Le commissaire de l’exposition, le cofondateur de la MAQ Alain Laforest, est lui-même photographe d’architecture et professeur dans ce domaine précis à la Faculté d’aménagement de l’Université de Montréal. C’est non sans surprise que l’interprétation de HEC d’Hanganu, voisine de ladite faculté, passe à travers sa lentille, entre autres.

Lancés sur un seul et même sujet, Laforest et ses cinq acolytes n’en produisent pas pour autant les mêmes images. Le constat est simple, mais percutant : la photographie d’architecture, et la photographie documentaire de manière plus générale, dépend de celui qui pose son regard sur elle, que celui-ci soit nouveau ou pas.

Le commissaire ne s’est d’ailleurs pas privé de sélectionner des images qui répètent un détail, un espace, mais vu par des yeux différents. Plus ça change, moins c’est pareil. En ce sens, la photographie d’architecture sera toujours nouvelle, puisqu’elle repose sur le fait qu’elle « revisite » une oeuvre en principe immuable.

Contrastes et dialogue

Photo: Raphaël Thibodeau Pour Raphaël Thibodeau, le projet de HEC propose un dialogue entre deux échelles, le monumental du langage industriel et l’intime des détails uniques.

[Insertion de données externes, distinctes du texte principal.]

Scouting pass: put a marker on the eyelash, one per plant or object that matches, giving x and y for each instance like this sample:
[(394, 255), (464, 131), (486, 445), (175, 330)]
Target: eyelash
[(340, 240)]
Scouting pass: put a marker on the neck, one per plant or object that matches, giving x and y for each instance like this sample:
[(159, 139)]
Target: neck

C’est une expo de photos, mais qui souligne, voire exalte, l’oeuvre d’un autre artiste, en l’occurrence l’architecte Hanganu. Maxime Brouillet fait ressortir le contraste entre les formes ondulantes et vitrées près du boisé et l’aspect brutaliste de la façade. Adrien Williams a cherché des lieux lui permettant d’accentuer en une prise de vue « l’amalgame de ligne et de rondeurs ».

Pour Raphaël Thibodeau, le projet de HEC propose un dialogue entre deux échelles, le monumental du langage industriel — chose rare dans un campus, signale le photographe — et l’intime des détails uniques, presque artisanaux, un langage organique comme ce « plan qui intègre, par sa morsure, le boisé ». Dans ses images se dessine un parcours qui permet de passer dans un même mouvement, dit-il, « du plus public au plus intime, de l’architectonique à l’organique ».

En bonne expo sur l’architecture, celle-ci comporte aussi des maquettes, des plans et des dessins. Il n’y en a pas une tonne, mais ils suffisent à donner le contexte de cet édifice né après un concours tenu en « juin 1992 », selon le document de la firme Dan S. Hanganu architectes.

Le principal intéressé parle du concept comme découlant d’un geste ferme et simple, en respectant notamment la forêt voisine. « Ces lieux de savoir, en incitant à la découverte de l’espace et de la lumière, écrit Dan Hanganu, devront en retour susciter chez ceux qui les fréquenteront le désir d’apprendre et d’enseigner. »

L’auteur du musée Pointe-à-Callière, du TNM et du siège social du Cirque du Soleil, parmi tant d’autres projets, devrait avoir droit à une exposition plus vaste que ce que les espaces et moyens de la MAQ permettent. Mais déjà, cette exposition Nouveaux regards sur l’édifice de HEC Montréal est un premier pas et un incitatif. Souhaitons qu’une grande institution publique prenne le relais.